On the morning of May 30, 1941, two teenaged Greek boys, Manolis Glezos and Lakis Santas, climbed up the Acropolis and took down the Nazi flag. It was the very first of many brave acts of resistance against the occupying army in World War Two in Greece.
One of the most humiliating moments—not only for Greece but for all humanity—was when on April 28, 1941, the Nazi flag, the swastika, was hoisted atop Acropolis Hill on the very cradle of democracy and Western Civilization.
It was the day when German troops entered Athens to take control of the surrendered city. The moment the Nazi flag flew in the sky of Attica marked the beginning of three and a half years of pain, hunger, and death under the Wermarcht boot.
Yet, two young men, barely 18, made a heroic move which later proved to be the beginning of the great Greek resistance to the Nazis. The two youths, Manolis Glezos and Lakis Santas climbed Acropolis Hill at night and took down the swastika flag, dealing a symbolic blow to the powerful occupying forces.
Taking down Nazi flag an act of defiance
It was a gallant act, an act of proud defiance which ultimately raised the spirit of Greece and made them believe that, indeed, they could resist the Nazis. It was a demonstration of the power of the human spirit against the power of guns.

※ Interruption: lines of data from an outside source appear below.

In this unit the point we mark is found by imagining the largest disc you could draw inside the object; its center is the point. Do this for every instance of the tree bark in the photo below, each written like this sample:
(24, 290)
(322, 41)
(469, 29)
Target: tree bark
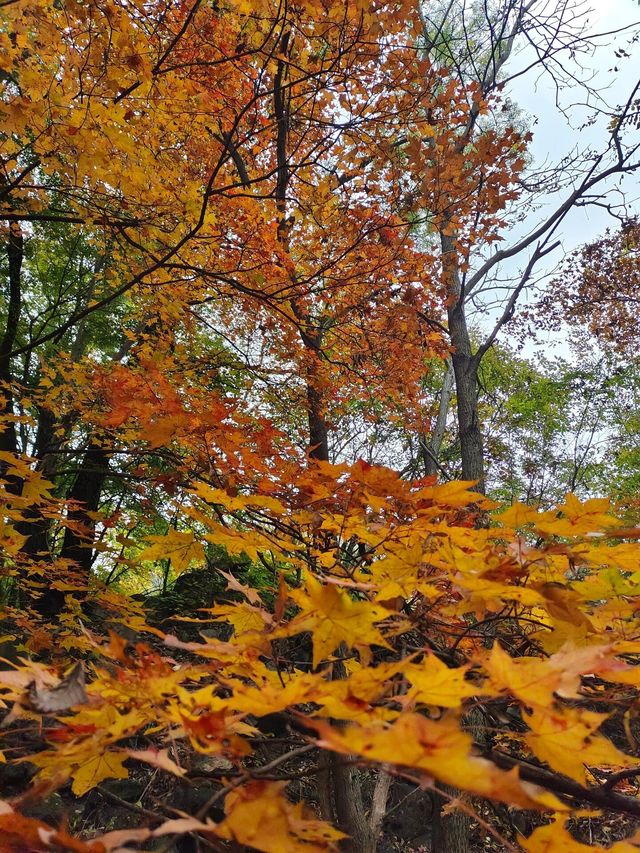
(430, 445)
(465, 368)
(8, 436)
(78, 541)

The young mens’ plan to pull down the Nazi flag from the Acropolis had been organized days earlier. They read everything they found about the Acropolis in encyclopedias. Most importantly, they read about natural tunnels and crevices in the Sacred Rock and other points where they could hide.

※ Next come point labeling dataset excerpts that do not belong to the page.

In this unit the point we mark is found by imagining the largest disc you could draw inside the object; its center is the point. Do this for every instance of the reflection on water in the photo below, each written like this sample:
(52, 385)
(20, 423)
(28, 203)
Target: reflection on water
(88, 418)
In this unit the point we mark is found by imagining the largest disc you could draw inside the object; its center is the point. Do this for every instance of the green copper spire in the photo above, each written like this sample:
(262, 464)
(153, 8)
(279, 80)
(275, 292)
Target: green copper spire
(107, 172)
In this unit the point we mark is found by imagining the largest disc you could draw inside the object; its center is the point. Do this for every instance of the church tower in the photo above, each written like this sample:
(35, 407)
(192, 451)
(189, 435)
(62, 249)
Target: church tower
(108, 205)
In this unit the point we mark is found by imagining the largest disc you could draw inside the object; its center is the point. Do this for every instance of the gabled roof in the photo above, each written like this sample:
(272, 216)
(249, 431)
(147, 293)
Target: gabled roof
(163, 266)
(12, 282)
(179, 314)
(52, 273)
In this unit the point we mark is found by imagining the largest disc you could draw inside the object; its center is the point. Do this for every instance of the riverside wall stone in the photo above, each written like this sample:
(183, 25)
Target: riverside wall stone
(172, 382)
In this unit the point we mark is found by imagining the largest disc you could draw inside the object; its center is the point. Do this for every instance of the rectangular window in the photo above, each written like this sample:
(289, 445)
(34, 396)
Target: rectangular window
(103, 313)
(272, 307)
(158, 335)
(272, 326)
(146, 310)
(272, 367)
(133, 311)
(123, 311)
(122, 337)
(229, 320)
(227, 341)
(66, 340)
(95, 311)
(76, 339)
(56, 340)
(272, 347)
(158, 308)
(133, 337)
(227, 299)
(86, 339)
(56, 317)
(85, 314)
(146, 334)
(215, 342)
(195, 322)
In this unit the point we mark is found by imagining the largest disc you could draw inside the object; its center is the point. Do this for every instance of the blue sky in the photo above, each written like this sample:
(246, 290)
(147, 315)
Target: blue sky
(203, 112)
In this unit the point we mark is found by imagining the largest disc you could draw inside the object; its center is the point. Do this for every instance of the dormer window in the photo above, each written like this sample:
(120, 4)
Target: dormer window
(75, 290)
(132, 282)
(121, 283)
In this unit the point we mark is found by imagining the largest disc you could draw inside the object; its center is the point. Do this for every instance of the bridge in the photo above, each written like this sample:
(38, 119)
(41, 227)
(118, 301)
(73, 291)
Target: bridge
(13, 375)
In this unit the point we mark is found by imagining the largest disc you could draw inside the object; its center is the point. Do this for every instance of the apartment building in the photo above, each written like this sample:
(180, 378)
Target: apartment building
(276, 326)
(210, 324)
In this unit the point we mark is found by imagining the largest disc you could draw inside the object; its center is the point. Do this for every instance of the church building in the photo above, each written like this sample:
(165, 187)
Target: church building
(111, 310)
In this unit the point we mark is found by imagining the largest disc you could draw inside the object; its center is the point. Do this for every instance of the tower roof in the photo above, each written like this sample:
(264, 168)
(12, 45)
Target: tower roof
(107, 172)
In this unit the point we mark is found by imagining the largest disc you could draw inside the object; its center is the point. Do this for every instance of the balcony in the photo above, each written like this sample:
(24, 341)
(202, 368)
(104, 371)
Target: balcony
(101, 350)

On the morning of May 30, 1941, Glezos and Santas heard on the radio that Crete had fallen. The two young men decided it was time to act.
At 9:30 PM, the Acropolis’ small guard was gathered in Propylaia, drinking beer and getting drunk. The two men jumped over the wire fences and crawled through the cave at the Pandroseion sanctuary.
They climbed up the archeologists’ scaffolding and came to within a few meters of the flagpole, without being spotted by any guard. Moving quickly, they took down the hated Nazi flag.
The two students, armed with only a small knife, a lantern, and a ton of courage, had done what seemed impossible: They climbed 34 meters (111.5 feet) up Acropolis Hill in the middle of the night under a strict curfew, approached the flag, and cut it down. They then went 34 meters downhill, crossing the empty streets of central Athens, and quietly returned to their homes.
Later in their lives, Glezos and Santas spoke about the carefully orchestrated act, their practice the day before, and the fear they felt when returning to their homes. They were admittedly lucky by any measure, but luck is always on the side of the brave.
Sentenced to death in absentia for taking down flag
Early next morning, the German guards realized that the flag was missing. The Nazi authorities ordered several interrogations and by 11 AM, a new Nazi flag was flying above the Acropolis.
On June 1st, the Greek newspaper Eleftheron Vima published a proclamation from the German commander stating that the “unidentified culprits” responsible for taking down the Nazi flag from the Acropolis had been sentenced to death in absentia—a punishment that was never applied.
Glezos ended up being arrested three times by the Nazis during the German occupation of Greece for a variety of other acts of defiance. He was even temporarily imprisoned, but managed to escape while Lakis Santas escaped the enemy entirely and joined the leftist Greek People’s Liberation Army (ELAS), which resisted the Nazis.
Apostolos Santas died in Athens at age 89 in 2011, and Manolis Glezos passed away at the age of 98 on March 30, 2020.